The forgetting curve, in this framing, is not the rate at which the brain loses what it stored. It is the rate at which an autoregressive system loses the ability to regenerate its own past, given that the past is present only as compressed influence on the current state.
Open Questions
Is prior sequence decodable from the forward pass? The critical experiment: present the same stimuli in different temporal orders and ask whether V1 responses to a fixed probe carry decodable information about the specific prior sequence — not just the prior stimulus set. Order specificity is the uniquely autoregressive prediction. Predictive coding does not require it.
The hard problem: dissolved or solved? Claim 10 identifies consciousness with the autoregressive stream.
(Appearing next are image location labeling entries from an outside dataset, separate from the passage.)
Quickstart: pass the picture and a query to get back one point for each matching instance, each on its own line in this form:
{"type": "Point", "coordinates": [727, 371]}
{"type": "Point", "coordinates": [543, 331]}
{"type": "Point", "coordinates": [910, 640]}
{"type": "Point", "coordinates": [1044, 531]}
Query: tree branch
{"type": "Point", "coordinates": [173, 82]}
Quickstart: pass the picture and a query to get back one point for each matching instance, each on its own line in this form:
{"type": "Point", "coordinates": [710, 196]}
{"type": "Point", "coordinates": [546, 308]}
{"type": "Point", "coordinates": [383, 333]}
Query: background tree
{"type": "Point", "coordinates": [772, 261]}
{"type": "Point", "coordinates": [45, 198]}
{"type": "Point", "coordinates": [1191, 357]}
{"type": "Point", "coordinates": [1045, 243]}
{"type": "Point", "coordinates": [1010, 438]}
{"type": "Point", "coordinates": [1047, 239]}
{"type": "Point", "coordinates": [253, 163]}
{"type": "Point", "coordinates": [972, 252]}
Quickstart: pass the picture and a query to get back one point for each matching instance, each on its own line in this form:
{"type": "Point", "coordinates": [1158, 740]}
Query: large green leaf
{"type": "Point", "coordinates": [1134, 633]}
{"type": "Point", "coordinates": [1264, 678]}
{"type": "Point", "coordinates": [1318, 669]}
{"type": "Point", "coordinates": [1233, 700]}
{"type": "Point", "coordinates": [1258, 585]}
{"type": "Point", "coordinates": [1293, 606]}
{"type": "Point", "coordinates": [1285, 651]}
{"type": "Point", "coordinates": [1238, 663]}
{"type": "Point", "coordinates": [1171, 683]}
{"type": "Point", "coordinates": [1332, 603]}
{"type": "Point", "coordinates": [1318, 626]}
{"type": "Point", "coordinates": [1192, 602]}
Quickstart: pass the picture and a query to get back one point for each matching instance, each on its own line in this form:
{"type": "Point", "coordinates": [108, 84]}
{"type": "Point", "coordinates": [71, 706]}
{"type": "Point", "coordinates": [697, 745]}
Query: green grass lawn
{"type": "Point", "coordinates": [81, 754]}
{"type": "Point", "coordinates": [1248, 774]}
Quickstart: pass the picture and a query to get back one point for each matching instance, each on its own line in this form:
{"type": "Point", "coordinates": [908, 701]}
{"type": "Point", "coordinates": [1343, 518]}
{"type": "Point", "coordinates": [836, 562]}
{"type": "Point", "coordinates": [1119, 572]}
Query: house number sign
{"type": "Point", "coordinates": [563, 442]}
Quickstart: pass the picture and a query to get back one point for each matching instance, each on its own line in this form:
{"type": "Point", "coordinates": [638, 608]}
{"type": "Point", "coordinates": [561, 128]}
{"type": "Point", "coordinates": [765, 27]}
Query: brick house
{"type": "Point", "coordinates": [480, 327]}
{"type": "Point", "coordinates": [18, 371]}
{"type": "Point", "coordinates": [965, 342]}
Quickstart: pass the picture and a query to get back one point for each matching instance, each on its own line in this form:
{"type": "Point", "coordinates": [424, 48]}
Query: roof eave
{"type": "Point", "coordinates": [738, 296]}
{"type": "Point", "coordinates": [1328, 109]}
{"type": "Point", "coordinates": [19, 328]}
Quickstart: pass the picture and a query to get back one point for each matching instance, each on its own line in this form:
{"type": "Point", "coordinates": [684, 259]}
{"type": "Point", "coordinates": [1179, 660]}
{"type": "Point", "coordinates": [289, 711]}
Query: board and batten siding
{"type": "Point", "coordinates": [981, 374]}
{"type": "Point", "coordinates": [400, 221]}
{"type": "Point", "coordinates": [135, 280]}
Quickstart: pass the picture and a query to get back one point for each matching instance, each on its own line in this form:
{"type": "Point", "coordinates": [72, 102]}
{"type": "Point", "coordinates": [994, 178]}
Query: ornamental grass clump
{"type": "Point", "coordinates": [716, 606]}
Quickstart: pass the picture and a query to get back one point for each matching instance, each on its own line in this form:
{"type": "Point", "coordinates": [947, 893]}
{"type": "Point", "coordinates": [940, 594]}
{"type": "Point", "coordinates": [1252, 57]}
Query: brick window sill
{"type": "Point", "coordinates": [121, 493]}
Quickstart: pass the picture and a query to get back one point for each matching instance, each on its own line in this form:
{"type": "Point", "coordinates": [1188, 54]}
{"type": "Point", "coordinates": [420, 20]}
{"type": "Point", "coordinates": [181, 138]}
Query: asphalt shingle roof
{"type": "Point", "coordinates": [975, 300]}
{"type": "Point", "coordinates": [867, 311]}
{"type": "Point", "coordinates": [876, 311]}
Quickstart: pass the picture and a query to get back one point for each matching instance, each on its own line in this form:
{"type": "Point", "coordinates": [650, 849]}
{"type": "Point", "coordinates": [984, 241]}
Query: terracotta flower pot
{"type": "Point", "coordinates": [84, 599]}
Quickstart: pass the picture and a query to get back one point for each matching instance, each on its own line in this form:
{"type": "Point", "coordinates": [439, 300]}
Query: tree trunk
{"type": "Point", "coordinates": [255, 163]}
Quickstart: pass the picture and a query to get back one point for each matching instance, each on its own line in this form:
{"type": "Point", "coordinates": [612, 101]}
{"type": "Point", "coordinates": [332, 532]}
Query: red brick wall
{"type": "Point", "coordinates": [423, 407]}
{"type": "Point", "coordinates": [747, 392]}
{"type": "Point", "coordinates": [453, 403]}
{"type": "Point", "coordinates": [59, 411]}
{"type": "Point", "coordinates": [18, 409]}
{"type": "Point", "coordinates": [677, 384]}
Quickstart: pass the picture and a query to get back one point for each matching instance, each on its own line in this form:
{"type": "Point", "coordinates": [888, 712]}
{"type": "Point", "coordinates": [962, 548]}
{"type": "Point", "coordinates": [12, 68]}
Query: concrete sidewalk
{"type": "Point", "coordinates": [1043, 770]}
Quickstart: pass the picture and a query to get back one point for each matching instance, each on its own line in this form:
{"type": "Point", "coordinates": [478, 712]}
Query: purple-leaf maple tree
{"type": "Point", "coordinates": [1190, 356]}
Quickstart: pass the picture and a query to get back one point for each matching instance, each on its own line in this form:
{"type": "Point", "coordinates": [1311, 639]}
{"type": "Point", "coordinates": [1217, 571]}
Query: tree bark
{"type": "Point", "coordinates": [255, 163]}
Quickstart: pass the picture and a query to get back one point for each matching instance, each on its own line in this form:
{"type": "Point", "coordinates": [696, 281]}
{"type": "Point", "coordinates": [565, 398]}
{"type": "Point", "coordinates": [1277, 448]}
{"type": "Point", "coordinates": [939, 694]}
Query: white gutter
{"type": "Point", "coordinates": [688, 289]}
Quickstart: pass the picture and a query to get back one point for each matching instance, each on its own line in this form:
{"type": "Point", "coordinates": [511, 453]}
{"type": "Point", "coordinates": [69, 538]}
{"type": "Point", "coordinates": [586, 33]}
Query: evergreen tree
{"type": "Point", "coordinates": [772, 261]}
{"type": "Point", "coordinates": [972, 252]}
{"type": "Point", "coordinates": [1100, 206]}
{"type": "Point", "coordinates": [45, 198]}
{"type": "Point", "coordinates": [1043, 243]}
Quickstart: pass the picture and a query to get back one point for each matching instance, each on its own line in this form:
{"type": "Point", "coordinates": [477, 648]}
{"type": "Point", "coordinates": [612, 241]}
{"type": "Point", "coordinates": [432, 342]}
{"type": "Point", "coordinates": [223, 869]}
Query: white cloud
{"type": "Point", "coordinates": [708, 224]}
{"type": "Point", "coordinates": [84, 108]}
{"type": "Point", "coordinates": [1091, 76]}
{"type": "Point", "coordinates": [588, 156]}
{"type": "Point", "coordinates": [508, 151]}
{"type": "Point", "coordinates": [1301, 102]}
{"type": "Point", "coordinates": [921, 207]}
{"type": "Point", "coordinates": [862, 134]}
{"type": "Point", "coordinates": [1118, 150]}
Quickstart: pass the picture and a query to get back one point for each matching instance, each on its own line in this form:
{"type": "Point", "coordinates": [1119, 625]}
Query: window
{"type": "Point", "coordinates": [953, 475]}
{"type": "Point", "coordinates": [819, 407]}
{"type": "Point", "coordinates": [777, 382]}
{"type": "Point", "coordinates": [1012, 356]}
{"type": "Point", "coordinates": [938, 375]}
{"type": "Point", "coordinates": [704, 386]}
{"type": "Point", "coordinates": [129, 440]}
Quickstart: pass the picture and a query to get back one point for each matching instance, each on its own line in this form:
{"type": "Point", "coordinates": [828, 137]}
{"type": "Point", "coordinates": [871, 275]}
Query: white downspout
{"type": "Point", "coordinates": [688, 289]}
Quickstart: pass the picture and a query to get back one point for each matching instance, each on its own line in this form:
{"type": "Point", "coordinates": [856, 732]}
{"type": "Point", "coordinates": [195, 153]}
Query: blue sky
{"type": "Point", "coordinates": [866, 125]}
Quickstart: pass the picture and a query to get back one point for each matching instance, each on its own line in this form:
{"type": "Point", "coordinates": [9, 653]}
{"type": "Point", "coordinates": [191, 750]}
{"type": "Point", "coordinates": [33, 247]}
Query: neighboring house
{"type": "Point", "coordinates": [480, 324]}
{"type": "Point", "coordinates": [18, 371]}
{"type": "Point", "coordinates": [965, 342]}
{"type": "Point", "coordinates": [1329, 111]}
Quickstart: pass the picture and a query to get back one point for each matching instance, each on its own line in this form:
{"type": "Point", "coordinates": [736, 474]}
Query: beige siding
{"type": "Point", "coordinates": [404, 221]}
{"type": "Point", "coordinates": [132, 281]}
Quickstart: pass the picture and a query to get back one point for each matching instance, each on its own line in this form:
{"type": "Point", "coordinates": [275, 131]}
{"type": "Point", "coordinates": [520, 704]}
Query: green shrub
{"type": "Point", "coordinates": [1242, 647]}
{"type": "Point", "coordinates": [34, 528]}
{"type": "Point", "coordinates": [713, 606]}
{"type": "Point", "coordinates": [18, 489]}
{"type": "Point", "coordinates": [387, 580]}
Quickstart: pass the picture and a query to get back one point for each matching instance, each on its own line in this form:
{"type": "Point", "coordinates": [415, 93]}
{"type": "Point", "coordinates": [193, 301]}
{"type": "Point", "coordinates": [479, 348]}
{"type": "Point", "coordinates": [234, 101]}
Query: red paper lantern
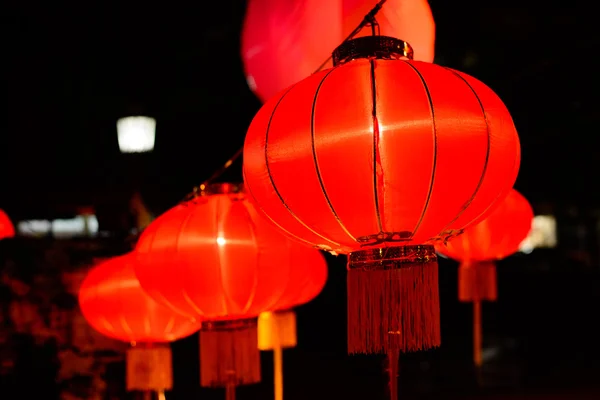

The theoretical treatment argues that subjectivity is recursive output-intake navigation of an egocentric decision space — that there is nothing to add to this process to make it conscious. Whether this constitutes a dissolution of the hard problem (showing the explanatory gap was an artifact of separating processing from experience) or a solution (providing the missing bridge) remains a question the theory frames but does not settle.
The cognitive hierarchy. Ordering species by the depth and richness of their autoregressive machinery gives a principled account of cognitive complexity. Diagnostic behaviors: object permanence, trace vs. delay conditioning, working memory span, planning horizon, language. The acquisition of autoregressive machinery and the emergence of memory may be the same evolutionary event.
How does distributed neural processing produce unified \(y_t\)? The architectural claim is clear: one generator, one state per cycle. The physiological question of how spatially distributed cortical activity converges into a single generated state remains open. This is the residual binding question — not why experience is unified (that follows from the architecture) but how the neural hardware implements a single \(\mathcal{G}\).